L’Italia è dal 1981, con il divorzio Ministero del Tesoro – Banca d’Italia, che si è preclusa questo potere, rendendo così la Banca d’Italia un’autorità indipendente. Come dice Vladimiro Giacchè “avere una banca centrale indipendente, significare avere governi dipendenti dalla banca centrale”; e questo, oltre ad essere altamente non democratico, è anche molto pericoloso, come adesso sperimentiamo sulla nostra pelle.
Ed è soltanto ora che giungiamo al dilemma iniziale. O la BCE e la Commissione europea metteranno in campo misure straordinarie per far fronte all’emergenza sanitaria, o per l’Italia sarà un’ecatombe in termini di vite umane e in termini economici. Un helicopter money potrebbe essere una soluzione. Chiudere tutte le attività per 15/20 giorni, lasciando aperte soltanto farmacie, supermercati, e aziende produttrici di farmaci e macchinari medici, e accreditando una somma di 1000/1200 euro circa su tutti i conti correnti.

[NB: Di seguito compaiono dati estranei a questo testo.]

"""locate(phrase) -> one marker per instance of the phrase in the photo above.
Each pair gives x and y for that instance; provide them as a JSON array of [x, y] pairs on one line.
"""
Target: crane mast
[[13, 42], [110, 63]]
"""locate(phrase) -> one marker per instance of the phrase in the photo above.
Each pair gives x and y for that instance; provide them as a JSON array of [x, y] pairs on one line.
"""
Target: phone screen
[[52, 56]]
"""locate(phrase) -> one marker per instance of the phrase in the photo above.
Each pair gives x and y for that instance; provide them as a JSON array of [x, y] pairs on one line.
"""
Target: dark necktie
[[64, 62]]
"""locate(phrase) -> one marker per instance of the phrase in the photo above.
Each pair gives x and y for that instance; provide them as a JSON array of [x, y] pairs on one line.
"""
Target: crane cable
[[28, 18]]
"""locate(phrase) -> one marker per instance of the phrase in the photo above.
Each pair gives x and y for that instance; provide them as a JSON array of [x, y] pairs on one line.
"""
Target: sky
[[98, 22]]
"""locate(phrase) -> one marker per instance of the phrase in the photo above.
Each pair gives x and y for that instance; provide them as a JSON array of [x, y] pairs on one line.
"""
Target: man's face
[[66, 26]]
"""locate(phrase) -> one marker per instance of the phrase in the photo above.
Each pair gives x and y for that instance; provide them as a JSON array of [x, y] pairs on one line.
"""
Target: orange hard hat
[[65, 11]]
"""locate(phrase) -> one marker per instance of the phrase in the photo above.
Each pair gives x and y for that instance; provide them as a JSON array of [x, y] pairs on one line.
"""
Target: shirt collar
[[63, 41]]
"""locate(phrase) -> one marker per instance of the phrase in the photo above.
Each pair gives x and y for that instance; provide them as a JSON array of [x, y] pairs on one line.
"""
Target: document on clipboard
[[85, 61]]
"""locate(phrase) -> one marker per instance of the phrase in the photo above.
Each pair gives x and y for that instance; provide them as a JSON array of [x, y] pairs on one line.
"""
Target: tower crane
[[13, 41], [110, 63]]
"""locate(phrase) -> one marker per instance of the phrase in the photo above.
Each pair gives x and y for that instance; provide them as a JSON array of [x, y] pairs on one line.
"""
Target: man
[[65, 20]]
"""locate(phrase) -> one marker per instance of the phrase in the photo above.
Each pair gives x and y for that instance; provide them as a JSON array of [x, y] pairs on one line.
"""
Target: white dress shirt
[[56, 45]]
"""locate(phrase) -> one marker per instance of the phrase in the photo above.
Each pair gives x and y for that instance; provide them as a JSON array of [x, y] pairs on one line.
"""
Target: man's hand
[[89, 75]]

Oppure la BCE (che ricordo dispone di fondi illimitati, perché la moneta si crea dal nulla), dovrebbe abbandonare i vincoli di bilancio e fornire ai Governi europei tutti i fondi necessari per gestire l’emergenza.
Se l’Unione Europea e la BCE non faranno così, allora l’Italia dovrebbe decidere se salvare l’euro o la vita dei propri cittadini. Allo stato attuale delle cose, un abbandono della moneta unica potrebbe rappresentare la nostra unica via di salvezza. Letta scriveva “morire per Maastricht”. Io spero vivamente non sia quella la decisione finale.